Attenuating 5α-pregnane-3α-ol-20-one formation in the hippocampus of female rats increases pentylenetetrazole-induced seizures

Progesterone has antiseizure effects, which may be due to the actions of its 5α-reduced metabolite, 5α-pregnan-3α-ol-20-one (3α,5α-THP). Whether metabolism of progesterone to 3α,5α-THP in the hippocampus is essential for its antiseizure effects was investigated. In Experiment 1, ovariectomized rats were administered subcutaneous progesterone (500 μg) or vehicle (sesame oil), followed 1 hour later by subcutaneous administration of an inhibitor of the 5α-reductase enzyme, finasteride (50 mg/kg), or vehicle (90% sesame oil, 10% ethanol). Administration of progesterone increased the latency to, and decreased the number of, tonic seizures and increased hippocampal 3α,5α-THP levels, compared with vehicle. Administration of finasteride with progesterone attenuated progesterone's antiseizure effects and decreased levels of 3α,5α-THP in the hippocampus.
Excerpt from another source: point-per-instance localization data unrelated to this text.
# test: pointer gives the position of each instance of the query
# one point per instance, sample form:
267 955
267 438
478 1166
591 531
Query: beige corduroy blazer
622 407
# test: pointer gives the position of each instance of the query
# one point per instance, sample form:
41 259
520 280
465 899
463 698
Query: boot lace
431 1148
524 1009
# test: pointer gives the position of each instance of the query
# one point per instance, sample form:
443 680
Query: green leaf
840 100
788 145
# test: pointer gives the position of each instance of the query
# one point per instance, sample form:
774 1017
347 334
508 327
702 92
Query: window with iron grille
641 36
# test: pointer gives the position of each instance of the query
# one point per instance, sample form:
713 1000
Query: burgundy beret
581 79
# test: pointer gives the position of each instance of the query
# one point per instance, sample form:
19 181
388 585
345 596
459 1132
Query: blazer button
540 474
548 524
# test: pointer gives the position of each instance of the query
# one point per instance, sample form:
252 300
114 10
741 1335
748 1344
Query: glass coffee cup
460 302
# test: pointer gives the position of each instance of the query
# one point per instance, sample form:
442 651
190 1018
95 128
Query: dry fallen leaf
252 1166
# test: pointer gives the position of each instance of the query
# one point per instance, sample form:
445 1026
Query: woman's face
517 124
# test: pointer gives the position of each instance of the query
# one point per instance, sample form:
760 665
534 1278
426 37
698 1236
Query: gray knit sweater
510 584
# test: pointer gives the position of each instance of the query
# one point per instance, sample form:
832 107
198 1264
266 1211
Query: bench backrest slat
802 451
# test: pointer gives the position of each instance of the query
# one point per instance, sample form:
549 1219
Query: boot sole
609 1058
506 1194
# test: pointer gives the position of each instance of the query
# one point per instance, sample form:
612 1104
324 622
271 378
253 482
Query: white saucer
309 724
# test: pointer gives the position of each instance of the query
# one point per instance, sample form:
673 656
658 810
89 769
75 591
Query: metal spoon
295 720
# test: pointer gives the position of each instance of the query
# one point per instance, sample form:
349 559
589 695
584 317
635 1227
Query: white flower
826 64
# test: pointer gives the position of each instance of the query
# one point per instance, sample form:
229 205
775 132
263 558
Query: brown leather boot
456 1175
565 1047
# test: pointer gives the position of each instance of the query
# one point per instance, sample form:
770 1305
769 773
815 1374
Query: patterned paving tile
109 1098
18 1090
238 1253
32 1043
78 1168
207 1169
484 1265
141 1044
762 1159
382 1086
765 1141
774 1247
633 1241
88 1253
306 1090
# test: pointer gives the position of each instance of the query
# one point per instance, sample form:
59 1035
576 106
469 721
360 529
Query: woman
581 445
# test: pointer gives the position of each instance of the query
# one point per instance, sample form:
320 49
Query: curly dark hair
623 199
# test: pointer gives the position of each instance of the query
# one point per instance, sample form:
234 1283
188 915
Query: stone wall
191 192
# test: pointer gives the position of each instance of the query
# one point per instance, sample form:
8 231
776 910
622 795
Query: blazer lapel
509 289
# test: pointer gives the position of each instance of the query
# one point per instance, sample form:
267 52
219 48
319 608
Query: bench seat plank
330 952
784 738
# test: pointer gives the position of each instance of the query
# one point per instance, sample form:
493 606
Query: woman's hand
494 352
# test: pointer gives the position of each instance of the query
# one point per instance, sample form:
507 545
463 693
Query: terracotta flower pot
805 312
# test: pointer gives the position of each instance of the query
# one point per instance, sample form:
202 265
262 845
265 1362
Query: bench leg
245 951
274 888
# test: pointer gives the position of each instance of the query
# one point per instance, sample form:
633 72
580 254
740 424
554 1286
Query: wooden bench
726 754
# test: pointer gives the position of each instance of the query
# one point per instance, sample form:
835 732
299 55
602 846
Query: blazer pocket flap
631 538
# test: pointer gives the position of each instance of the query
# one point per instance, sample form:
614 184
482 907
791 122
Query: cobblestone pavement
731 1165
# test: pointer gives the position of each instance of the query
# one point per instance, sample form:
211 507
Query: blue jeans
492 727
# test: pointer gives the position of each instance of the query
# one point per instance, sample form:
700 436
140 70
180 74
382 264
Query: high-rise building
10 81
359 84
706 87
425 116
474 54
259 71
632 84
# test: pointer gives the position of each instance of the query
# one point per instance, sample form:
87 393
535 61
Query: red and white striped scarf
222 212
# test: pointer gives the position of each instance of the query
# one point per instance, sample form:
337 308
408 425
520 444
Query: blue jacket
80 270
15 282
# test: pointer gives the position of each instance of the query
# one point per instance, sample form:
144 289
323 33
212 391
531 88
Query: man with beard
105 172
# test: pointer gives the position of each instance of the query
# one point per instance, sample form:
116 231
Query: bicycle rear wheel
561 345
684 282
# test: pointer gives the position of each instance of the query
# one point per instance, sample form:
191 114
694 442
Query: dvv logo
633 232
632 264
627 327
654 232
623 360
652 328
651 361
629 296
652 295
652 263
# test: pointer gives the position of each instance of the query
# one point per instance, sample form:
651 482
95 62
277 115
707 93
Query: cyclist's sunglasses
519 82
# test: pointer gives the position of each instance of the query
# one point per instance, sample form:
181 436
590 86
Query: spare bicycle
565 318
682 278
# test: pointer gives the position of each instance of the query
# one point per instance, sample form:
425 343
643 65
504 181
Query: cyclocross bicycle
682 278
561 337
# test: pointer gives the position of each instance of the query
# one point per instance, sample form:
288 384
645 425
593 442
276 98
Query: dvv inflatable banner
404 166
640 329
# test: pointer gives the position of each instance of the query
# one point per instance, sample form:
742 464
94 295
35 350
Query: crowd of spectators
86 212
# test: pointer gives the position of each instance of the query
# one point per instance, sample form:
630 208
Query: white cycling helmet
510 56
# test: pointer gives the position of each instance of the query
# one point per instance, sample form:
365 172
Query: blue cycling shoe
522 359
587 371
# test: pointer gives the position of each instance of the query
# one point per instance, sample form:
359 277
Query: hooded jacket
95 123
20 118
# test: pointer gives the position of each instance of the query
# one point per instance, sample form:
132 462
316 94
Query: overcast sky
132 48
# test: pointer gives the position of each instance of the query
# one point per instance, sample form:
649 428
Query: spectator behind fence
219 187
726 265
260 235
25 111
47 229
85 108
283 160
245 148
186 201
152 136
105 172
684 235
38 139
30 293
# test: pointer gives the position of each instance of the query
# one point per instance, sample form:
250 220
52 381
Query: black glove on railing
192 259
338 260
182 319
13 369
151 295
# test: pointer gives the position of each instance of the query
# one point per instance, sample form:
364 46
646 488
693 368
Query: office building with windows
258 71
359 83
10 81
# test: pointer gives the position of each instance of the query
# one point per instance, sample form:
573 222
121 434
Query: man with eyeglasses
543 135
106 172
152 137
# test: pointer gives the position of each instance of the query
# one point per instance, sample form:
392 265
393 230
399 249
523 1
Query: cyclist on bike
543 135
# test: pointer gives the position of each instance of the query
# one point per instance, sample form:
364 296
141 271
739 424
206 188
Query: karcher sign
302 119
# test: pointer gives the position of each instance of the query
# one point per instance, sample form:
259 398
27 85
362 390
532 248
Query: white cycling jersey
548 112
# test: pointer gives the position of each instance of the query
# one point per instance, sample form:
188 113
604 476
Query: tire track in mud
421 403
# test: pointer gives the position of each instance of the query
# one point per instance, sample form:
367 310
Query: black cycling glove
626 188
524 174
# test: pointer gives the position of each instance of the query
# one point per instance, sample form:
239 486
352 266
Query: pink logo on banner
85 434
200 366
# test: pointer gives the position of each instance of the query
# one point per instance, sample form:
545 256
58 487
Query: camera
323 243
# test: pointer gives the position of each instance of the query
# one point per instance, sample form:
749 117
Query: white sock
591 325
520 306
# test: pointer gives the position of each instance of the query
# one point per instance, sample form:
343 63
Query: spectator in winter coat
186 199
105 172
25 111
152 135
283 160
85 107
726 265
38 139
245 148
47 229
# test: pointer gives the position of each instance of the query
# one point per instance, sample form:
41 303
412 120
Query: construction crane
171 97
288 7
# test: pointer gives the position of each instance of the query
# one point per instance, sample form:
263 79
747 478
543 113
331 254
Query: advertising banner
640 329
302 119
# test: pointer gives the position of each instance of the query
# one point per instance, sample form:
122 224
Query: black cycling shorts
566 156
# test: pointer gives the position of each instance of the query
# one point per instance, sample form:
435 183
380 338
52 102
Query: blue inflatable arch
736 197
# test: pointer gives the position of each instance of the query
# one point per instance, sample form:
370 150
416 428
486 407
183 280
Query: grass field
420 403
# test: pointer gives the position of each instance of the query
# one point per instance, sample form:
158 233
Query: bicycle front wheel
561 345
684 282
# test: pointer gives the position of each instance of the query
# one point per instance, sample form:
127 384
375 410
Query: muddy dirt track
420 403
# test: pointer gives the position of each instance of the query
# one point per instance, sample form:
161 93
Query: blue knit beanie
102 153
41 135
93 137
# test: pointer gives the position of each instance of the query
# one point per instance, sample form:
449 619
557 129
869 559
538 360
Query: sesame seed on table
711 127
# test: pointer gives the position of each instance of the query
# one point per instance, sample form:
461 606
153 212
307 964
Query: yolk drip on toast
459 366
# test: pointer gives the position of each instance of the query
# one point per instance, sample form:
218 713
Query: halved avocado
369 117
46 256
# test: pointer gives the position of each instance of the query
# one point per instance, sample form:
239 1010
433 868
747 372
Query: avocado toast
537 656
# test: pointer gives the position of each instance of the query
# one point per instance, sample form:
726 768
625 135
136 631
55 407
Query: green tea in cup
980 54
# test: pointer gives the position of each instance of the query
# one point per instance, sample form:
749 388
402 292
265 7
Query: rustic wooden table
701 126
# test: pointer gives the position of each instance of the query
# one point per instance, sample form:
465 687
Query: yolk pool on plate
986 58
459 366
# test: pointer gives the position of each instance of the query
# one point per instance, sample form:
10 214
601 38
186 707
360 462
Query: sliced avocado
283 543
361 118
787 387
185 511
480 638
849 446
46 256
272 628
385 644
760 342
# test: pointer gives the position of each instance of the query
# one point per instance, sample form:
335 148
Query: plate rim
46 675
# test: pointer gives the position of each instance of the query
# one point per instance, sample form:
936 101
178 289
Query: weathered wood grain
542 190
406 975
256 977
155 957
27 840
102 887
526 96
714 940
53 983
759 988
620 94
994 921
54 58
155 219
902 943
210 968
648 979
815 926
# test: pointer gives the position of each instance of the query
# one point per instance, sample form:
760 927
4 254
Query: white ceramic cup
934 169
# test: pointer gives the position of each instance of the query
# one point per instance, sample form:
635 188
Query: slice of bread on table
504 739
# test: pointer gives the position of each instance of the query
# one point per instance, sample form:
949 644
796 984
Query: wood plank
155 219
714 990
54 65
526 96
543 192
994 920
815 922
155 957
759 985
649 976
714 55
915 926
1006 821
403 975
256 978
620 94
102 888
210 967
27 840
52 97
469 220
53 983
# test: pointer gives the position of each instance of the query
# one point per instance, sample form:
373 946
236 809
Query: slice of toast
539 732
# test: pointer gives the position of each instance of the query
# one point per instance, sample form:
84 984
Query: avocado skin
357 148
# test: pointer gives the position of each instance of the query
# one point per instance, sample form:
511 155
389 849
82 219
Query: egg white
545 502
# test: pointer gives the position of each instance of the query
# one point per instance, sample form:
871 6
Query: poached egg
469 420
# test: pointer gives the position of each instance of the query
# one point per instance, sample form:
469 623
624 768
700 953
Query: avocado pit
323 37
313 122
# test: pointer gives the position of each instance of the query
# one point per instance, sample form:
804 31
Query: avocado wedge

Finasteride administration alone did not alter ictal behavior or 3α,5α-THP levels compared with vehicle. In Experiment 2, ovariectomized rats were administered subcutaneous progesterone (500 μg) or vehicle (sesame oil), followed 1 hour later by bilateral infusions of finasteride (10 μg) or vehicle (β-cyclodextran) into the hippocampus. Administration of finasteride to the hippocampus of progesterone-primed rats significantly increased ictal activity and decreased hippocampal 3α,5α-THP levels, compared with progesterone administration alone. These data suggest that formation of 3α,5α-THP in the hippocampus is important for progesterone's antiseizure effects.